With these points in mind, some scholars have identified an underlying medical bias in how sexual issues are treated in women who have undergone FGM/C (Earp, 2020). A reductive focus on the role of genitalia and a neglect of other important dimensions of sexuality can negatively impact a woman's body image and sexual self-esteem. The studies in question have recommended avoiding comments that could cause feelings of body shame or imply a loss of sexual capacity (Villani, 2015; Palm et al., 2019). Other scholars have explored the emotional burden shouldered by women who have undergone FGM/C. For instance, one recent study notes the importance of not only providing such women with anatomical knowledge but also dispelling myths and combatting misinformation about female sexual anatomy and physiology (Abdulcadir et al., 2020). Although this task may appear too formidable and important to carry out in the context of an ordinary appointment with a gynecologist, addressing such topics in a comprehensive and inclusive manner appears essential if professionals are to avoid reproducing heteronormative and cissexist views, which represent a frequent source of medical bias (Payne and Smith, 2016).
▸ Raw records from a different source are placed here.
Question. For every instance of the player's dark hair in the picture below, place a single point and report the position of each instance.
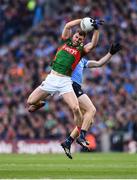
(81, 33)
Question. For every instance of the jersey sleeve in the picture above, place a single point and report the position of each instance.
(63, 40)
(85, 62)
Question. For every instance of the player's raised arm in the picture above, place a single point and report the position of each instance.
(88, 47)
(67, 29)
(113, 49)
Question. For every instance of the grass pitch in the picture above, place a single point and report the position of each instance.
(58, 166)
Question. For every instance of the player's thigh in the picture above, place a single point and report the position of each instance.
(37, 95)
(71, 99)
(85, 103)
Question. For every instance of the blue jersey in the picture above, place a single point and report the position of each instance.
(77, 75)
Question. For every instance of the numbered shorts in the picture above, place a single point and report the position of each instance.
(56, 84)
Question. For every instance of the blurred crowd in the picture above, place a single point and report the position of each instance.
(30, 32)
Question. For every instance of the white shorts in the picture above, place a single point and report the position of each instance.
(57, 84)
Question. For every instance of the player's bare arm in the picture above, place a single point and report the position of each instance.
(114, 49)
(67, 29)
(96, 23)
(88, 47)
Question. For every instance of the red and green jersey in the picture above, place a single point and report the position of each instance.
(67, 57)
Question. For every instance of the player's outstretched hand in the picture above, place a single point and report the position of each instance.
(96, 23)
(115, 48)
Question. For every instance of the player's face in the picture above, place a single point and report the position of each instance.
(77, 39)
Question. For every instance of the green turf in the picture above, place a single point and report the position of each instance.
(83, 166)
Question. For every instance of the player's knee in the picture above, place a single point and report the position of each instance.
(30, 101)
(93, 110)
Examples of important themes that such biases have caused to be overlooked in the literature include the sexuality of lesbians who have undergone FGM/C.
More recent studies dealing with clitoral reconstruction have explored the relationship between stigma and gender norms (O'Neill et al., 2021; Jordal et al., 2022; Villani, 2022) by analyzing the impact of migration on the perception of self as a “mutilated” woman (Johnsdotter and Essén, 2016). For their part, postcolonial feminist critiques have highlighted how “othering” processes racialize those who have undergone FGM/C. For instance, Black women, even those born or raised in Europe, are ascribed an Africanness that serves to associate the practice with the “other” (Ahmadu and Shweder, 2009; Villani, 2015). The difficulty of framing FGM/C in a way that avoids the pitfalls often associated with discourses of cultural relativism and universal human rights (Evans, 2020) has led researchers to treat the practice as part of a broader continuum (Fusaschi, 2023). Drawing parallels with other interventions (male circumcision, intersex surgery, labia minora reduction, etc.) that alter genitalia in ways designed to reinforce the male/female dichotomy can open new avenues for reflection (Earp et al., 2023). Finally, issues around clitoral reconstruction serve to highlight the need for a multidisciplinary and holistic approach to genital alteration as it is practiced in the Global North (Villani, 2015; De Schrijver et al., 2016; Jordal and Griffin, 2018).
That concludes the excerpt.